A positive relation between expectations and work results, which, in a simplistic form, is the essence of a certain level of job satisfaction, gives an individual the ability to motivate themselves further. In a farm business model, the positive results of work are relatively easy and quick to quantify; therefore, we can discuss their relatively fast effects on the level of motivation. Economic performance can be interpreted according to indicators that ensure comparability with other entities or with standard levels already defined. Once achieved, the performance produces immediate and visible effects for the farm, thus being an integral part of a process highlighted by the model mechanism. Performance confirmation (as compared with the indicators used) fuels a higher level of satisfaction and represents a driver for motivation, determining its growth, especially when it is maintained for several production cycles, thus resulting in self-sustainability.
The results of our study can be related to the results presented in the literature. Jankelová et al. (2020) indicated that a relationship existed between business performance and the motivation of agricultural workers in Slovakia. However, such an effect was observed indirectly (unlike in our analysis); it was mediated by the job satisfaction of the employees [59]. There was no direct significant relationship between the economic results of the analyzed farms and the effectiveness of employee motivation.

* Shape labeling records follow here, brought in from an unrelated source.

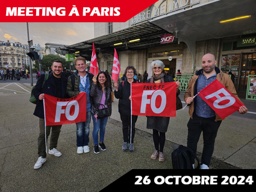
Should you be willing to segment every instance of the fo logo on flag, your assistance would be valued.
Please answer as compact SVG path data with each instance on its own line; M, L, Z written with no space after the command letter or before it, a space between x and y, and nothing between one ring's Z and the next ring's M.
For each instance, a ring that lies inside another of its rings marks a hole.
M222 119L244 105L217 79L198 93L198 95Z
M70 124L86 121L86 93L69 99L45 94L46 126Z
M133 115L175 117L176 82L132 84L131 103Z

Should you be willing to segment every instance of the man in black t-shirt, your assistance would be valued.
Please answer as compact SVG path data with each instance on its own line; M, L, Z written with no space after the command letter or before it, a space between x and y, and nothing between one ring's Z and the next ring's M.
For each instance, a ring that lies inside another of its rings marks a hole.
M42 86L45 80L45 74L42 74L40 76L33 91L34 95L37 99L34 115L39 117L39 158L34 166L34 169L41 167L42 165L46 161L45 115L43 103L43 99L45 98L44 93L58 98L67 98L66 88L67 79L61 75L63 69L61 61L58 60L54 61L52 64L52 72L49 74L49 77L45 81L43 87L42 88ZM61 125L46 126L46 140L50 134L51 129L52 130L49 154L54 155L55 156L60 156L62 155L60 152L56 149L61 128Z

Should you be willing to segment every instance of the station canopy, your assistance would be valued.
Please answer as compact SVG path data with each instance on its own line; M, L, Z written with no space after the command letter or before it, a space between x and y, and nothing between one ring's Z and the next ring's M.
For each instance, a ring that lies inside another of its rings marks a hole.
M248 17L220 22L243 16ZM170 33L177 32L180 41L196 42L249 35L256 33L256 1L212 1L180 10L178 13L167 13L150 22Z
M246 19L220 22L248 15L250 16ZM164 34L172 34L177 37L169 44L176 44L179 40L192 49L191 45L201 40L255 33L256 0L213 1L167 13L121 31L66 46L57 49L57 52L65 55L79 51L80 55L90 60L93 43L98 55L99 52L113 54L114 48L118 51L166 45L167 44L160 43L161 35ZM138 39L139 41L130 42ZM122 44L114 45L118 43Z
M60 48L57 49L56 52L65 55L75 54L75 52L79 51L77 55L90 60L93 43L97 55L99 52L114 54L114 48L117 51L138 50L159 46L161 35L169 33L160 27L146 21L121 31ZM140 40L130 42L137 39ZM176 43L176 42L177 40L174 39L173 42L169 43ZM122 44L114 45L119 43Z

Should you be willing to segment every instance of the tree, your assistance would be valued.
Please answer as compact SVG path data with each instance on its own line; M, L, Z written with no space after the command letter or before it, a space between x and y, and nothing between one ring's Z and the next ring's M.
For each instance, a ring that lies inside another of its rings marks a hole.
M51 69L51 67L52 66L52 61L54 60L60 60L63 64L63 68L66 69L67 70L69 70L70 69L70 62L66 61L66 60L64 58L58 55L53 55L49 54L47 55L44 55L43 59L41 60L42 66L42 69L45 70L45 71L48 71L49 69ZM37 61L36 61L36 64L34 65L34 68L37 69L37 71L39 69L39 66ZM65 68L66 67L66 68Z

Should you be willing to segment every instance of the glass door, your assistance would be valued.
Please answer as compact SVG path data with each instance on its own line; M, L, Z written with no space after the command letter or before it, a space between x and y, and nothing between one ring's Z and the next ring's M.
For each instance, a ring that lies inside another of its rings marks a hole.
M239 90L246 91L248 75L251 75L252 56L255 54L243 54L241 72L240 73Z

In turn, there was a significant relationship between motivation and job satisfaction, mainly for the financial factors, which is understandable if we take into account the relatively low level of remuneration for workers employed in agriculture [120]. In addition, the money factor is also a creator of job satisfaction in other professional groups; for example, agricultural researchers from Romania, Austria, Germany, and Switzerland. As Mann (2018) has proven, lower job satisfaction in Romania, as compared with the three Western European countries, can be explained fully by differences in the perceived financial situations [121]. Other determinants that motivate and shape job satisfaction include work conditions on farms and health-related factors. This was confirmed by the results of a study on family-run farms in Scotland by Näther et al. (2015). The authors reported that, due to the growing shortage of skilled labour, job satisfaction was becoming increasingly important and had to be taken into account in the context of planning financial results [122].

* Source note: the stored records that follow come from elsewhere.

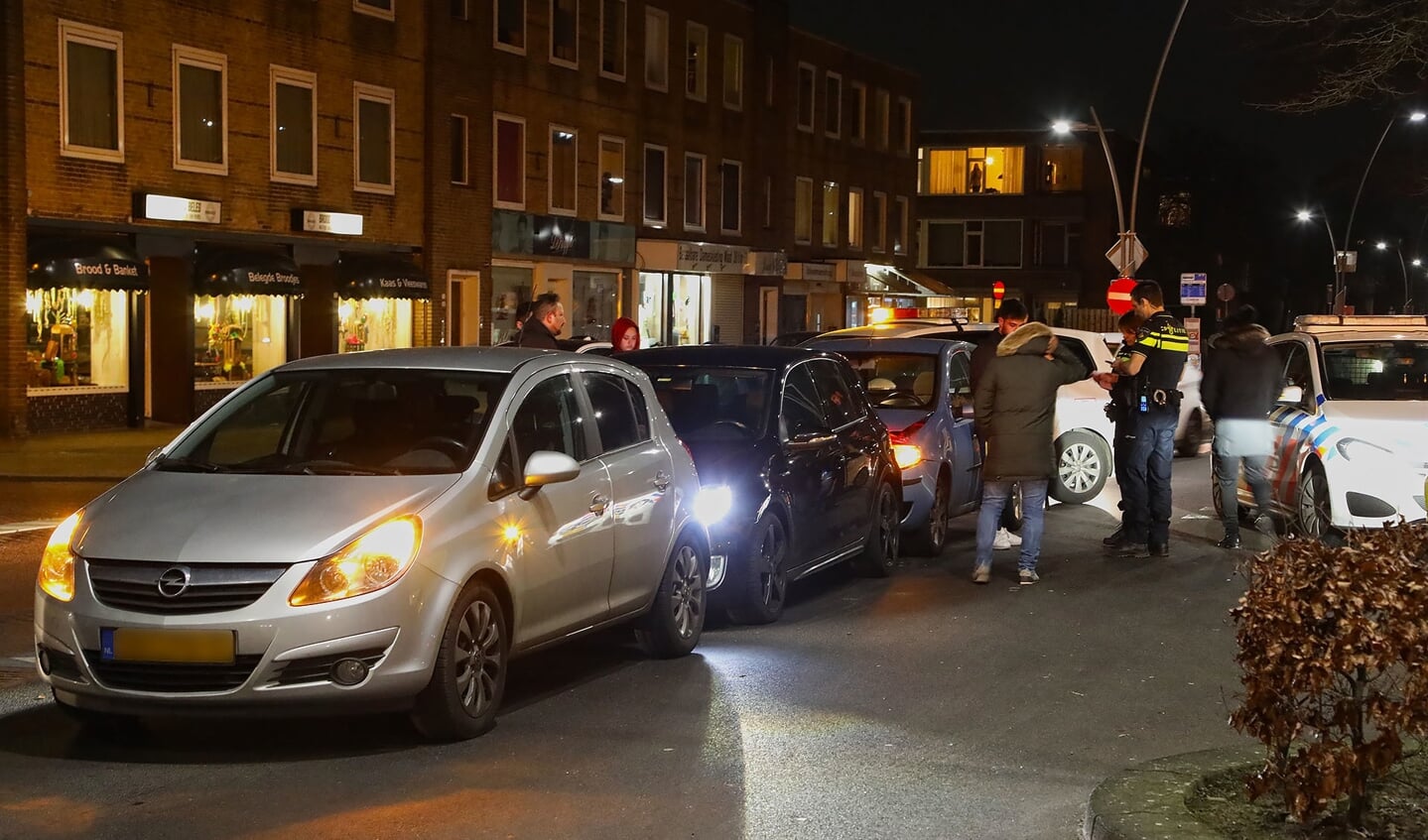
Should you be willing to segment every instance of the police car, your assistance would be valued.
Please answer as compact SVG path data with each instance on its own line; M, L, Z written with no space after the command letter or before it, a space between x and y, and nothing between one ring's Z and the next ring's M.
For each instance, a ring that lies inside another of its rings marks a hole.
M1304 315L1269 347L1284 371L1267 468L1277 513L1315 539L1422 519L1428 317ZM1241 478L1240 509L1252 503Z

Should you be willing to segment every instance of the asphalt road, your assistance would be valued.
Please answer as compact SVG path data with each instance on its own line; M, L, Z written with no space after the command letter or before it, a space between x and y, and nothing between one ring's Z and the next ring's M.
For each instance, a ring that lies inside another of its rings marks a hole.
M1107 558L1110 516L1055 506L1041 583L1000 552L974 586L964 516L941 558L833 569L780 623L713 628L681 660L621 632L520 660L496 730L461 744L397 717L107 739L40 683L0 683L0 837L1075 837L1107 776L1244 743L1225 726L1242 583L1195 519L1208 459L1177 473L1168 560ZM23 602L29 620L37 546L0 541L7 619Z

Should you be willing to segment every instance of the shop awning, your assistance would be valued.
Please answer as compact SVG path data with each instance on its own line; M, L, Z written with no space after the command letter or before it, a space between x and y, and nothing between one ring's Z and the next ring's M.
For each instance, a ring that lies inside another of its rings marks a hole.
M337 261L337 297L431 297L431 282L416 262L390 254L343 254Z
M877 288L881 285L883 288ZM868 268L868 291L894 295L951 297L952 290L915 268L881 265Z
M29 251L29 288L149 288L149 265L123 240L30 240Z
M303 278L284 251L198 245L193 264L194 294L301 295Z

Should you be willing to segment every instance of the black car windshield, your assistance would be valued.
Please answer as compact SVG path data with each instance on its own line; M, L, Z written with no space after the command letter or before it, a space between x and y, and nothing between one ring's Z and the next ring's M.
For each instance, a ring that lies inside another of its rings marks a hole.
M840 351L841 352L841 351ZM937 357L912 352L841 352L863 379L874 408L937 405Z
M1428 341L1321 345L1328 399L1428 399Z
M508 374L280 371L154 463L173 472L426 475L466 469Z
M757 368L645 368L654 392L685 441L764 436L773 371Z

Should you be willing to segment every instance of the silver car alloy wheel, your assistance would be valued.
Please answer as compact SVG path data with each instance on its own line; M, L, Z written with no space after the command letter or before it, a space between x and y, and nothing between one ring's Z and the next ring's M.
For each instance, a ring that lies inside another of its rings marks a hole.
M690 546L680 546L674 556L674 580L670 600L674 608L674 626L681 639L688 639L704 625L704 572L700 556Z
M1057 475L1061 486L1072 493L1084 493L1101 481L1101 459L1088 444L1071 444L1061 452Z
M474 600L461 615L456 632L457 696L473 717L486 714L496 702L501 669L501 626L483 600Z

A decent level of remuneration, a good pension scheme, and job security were also assessed as very important motivators for shaping job satisfaction on large-scale farms in Nigeria [84]. However, contrary to our conclusions, the authors noted a lack of significant relationships between socioeconomic characteristics and motivational factors. Material systems, as well as higher level needs, such as recognition of one’s own qualifications, the importance of one’s own work, and social engagement, are essential for building job satisfaction, which translates into work productivity and commitment to farm activities [97]. Similar opinions were described in a study by Nicole Mcdonald (2017), who used social cognitive career theory (SCCT) to measure farmers’ job satisfaction in Australia [123]. Referring to a study by Lent and Brown (2006), they identified many variables, such as personality and affective traits, self-efficacy, and expected and received work conditions and outcomes [124].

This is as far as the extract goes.